Het is [Worldwide Logistics] en [appellante 2] niet toerekenbaar dat zij de sleutel van de loods op en na 19 juli 2019 niet aan [geïntimeerde] verstrekten en [geïntimeerde] geen toegang verschaften. Verhuurder [de verhuurder] heeft op eigen initiatief besloten de sloten te vervangen en onder restrictie slechts één sleutel, voor de duur van één week, aan [Worldwide Logistics] gegeven met een absoluut verbod deze sleutel aan [geïntimeerde] af te staan (grief 1). [appellanten c.s.] konden [geïntimeerde] ook geen toegang tot de loods verschaffen omdat zij zelf niet (meer) over een sleutel beschikten (grief 3). [de verhuurder] heeft de sloten niet op aangeven van [appellanten c.s.] veranderd. [de verhuurder] wist niet dat [geïntimeerde] op basis van mondelinge afspraken tussen [de directeur/grootaandeelhouder van Worldwide Logistics] en [indirect directeur/aandeelhouder van de vennootschap] gerechtigd was tot de toegang tot de loods. Toen dat voor [de verhuurder] duidelijk werd heeft zij de sloten veranderd (grieven 4 en 7). Dit alles brengt mee dat ten onrechte is geoordeeld dat de tekortkoming aan [Worldwide Logistics] toerekenbaar is en dat [Worldwide Logistics] een onrechtmatige daad heeft gepleegd jegens [geïntimeerde] .
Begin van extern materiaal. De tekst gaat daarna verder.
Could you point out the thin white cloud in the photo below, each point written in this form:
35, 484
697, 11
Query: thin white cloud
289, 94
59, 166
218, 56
[appellante 2] is geen ernstig verwijt te maken gelet op hetgeen bij de grieven 1 tot en met 4 en 7 is aangevoerd. Voor [appellante 2] was niet voorzienbaar dat [Worldwide Logistics] geen verhaal zou kunnen bieden voor het geval [geïntimeerde] schade zou leiden nu [Worldwide Logistics] nog in bedrijf was en een fors batig saldo had op de datum van beslaglegging. Een mogelijke overname van de bedrijfsactiviteiten van [Worldwide Logistics] door een derde is nooit concreet geworden. Van een forse betalingsachterstand van [Worldwide Logistics] bij [geïntimeerde] was geen sprake (grieven 5, 6 en 8). Dit brengt mee dat ten onrechte is geoordeeld dat [appellante 2] een onrechtmatige daad heeft gepleegd jegens [geïntimeerde] . Bovendien is deze ook aan [appellante 2] niet toerekenbaar (grieven 1 tot en met 4 en 7).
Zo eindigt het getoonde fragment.